Charlottesville is really a neat little town and I could see living here for a while. It would certainly be easier in some ways, but to stay would be burying my head in the sand and pretending that the problems at home don't exist. But I can't just ignore the fact that I have a house there and that whatever net worth I have (a term that sounds utterly silly to me when used in self-reference) is in that house. I still have to meet with the insurance adjuster. (It seems I get a call every week from someone who says the file was just given to them. I'm on adjuster #4 right now. I wonder if he'll still be the guy when I get home.) I have an enormous clean-up job to do. I have to get the house repaired and in habitable condition. I have to do these things and have to figure out how I will pay the bills at the same time. And I have to pray that I will be able to find a way to earn a living that will not be the death of my soul.
This whole ordeal has, however, offered me many opportunities to learn. And one thing that I've learned is that I can actually live somewhere else other than New Orleans after a period of adjustment. For many years, all I could think of was living somewhere else, but the more I traveled, the more I came to appreciate my city for it's unique personality and soulfulness. I've never found anyplace quite like it, with the quirky creativity and wonderful sense of humor of its people. We New Orleanians eventually find a way to laugh at everything that life throws us, even those things that bring us misery. All you had to do to see that was drive around the city once people started returning and see the funny things people wrote on their funky refrigerators when they put them on the curb (someone is publishing a book of pictures of these) or the "public art installations" made from the flood-damaged articles in their houses. All funny. That's just how we are. Traveling helped me to not take it all for granted. And in realizing how lucky I am to have been born and raised in such a wonderful place, I've not been able to imagine myself living anywhere else.
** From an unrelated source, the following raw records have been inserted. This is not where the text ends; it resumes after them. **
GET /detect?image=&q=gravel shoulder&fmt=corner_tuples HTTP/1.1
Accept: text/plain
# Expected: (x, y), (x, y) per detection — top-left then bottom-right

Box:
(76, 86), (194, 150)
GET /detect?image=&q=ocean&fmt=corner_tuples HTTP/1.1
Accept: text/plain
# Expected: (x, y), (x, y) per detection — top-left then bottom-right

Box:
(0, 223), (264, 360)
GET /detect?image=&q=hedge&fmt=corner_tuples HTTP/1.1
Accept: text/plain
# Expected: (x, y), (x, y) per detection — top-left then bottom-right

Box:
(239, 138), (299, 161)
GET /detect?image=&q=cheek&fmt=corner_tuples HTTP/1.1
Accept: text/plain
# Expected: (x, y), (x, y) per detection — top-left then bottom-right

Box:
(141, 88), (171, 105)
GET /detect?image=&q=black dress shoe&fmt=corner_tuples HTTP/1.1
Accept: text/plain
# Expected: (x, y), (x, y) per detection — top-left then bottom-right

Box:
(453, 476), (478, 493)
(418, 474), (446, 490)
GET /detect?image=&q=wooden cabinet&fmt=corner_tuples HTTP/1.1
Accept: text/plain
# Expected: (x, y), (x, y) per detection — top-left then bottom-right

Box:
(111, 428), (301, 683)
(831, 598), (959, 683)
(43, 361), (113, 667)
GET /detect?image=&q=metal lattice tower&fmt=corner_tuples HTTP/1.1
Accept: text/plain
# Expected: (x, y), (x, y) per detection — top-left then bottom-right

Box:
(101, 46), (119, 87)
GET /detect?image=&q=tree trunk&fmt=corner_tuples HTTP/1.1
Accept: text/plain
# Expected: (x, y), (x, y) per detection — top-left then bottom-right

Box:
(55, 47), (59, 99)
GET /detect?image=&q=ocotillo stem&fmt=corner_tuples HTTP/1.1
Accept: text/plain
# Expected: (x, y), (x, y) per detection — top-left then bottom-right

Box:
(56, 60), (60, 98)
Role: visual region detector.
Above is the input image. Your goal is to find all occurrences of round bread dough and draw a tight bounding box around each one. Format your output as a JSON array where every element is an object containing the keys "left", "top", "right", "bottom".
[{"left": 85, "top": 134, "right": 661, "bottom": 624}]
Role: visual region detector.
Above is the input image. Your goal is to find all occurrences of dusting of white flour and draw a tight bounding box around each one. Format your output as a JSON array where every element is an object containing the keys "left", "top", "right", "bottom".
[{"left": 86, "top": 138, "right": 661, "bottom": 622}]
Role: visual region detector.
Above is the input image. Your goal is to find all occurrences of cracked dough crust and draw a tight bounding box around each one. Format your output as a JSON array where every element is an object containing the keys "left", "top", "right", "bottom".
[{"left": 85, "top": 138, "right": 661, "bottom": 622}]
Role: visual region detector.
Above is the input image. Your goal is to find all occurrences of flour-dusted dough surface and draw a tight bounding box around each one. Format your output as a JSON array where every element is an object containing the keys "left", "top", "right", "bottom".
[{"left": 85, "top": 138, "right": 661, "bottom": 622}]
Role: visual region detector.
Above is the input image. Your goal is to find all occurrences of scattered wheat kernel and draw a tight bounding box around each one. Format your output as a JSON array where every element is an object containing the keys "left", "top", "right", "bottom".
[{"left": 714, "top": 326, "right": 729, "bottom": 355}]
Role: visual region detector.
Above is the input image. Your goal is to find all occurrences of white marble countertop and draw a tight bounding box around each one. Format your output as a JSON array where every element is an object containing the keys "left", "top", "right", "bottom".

But now I know that we are an adaptable little family, though maybe we've been okay about it only because we've never considered it to be a permanent move. But it does show me that if I have to move away to complete a PhD, I can make it work. After all, that kind of move is not a permanent thing, either.
One of the things that has been troubling me, though, has been the threat of more such storms in the future. The coastal erosion caused by Katrina has made New Orleans far more vulnerable. And all I have is in that sweet little old house of mine. And the city has suffered such a tremendous blow, who knows what the future will hold. I, personally, think that the future New Orleans will be a much better place if a good bit of the population returns and the economy rebounds. But right now, most of it looks like some fictional post-apocalyptic city and not my beloved home. It's particularly strange to see it so empty. Hopefully, there will be lots of people coming home in January, though I know that may be pie in the sky. At least there will be a little surge as some of us with kids in the few newly chartered magnet schools are coming home.
Well, we're in the throes of an ice storm and I just heard a transformer blow somewhere out there...at least I hope that's what it was. Most of the power lines are below ground around here but I know that there may be lines that are lost that affect us, so I'd better post while I have power. Thank God we have a fireplace. Ohhh...lights flickering! I'll try to be better about posting. It's just been hard for me to do most everything these days.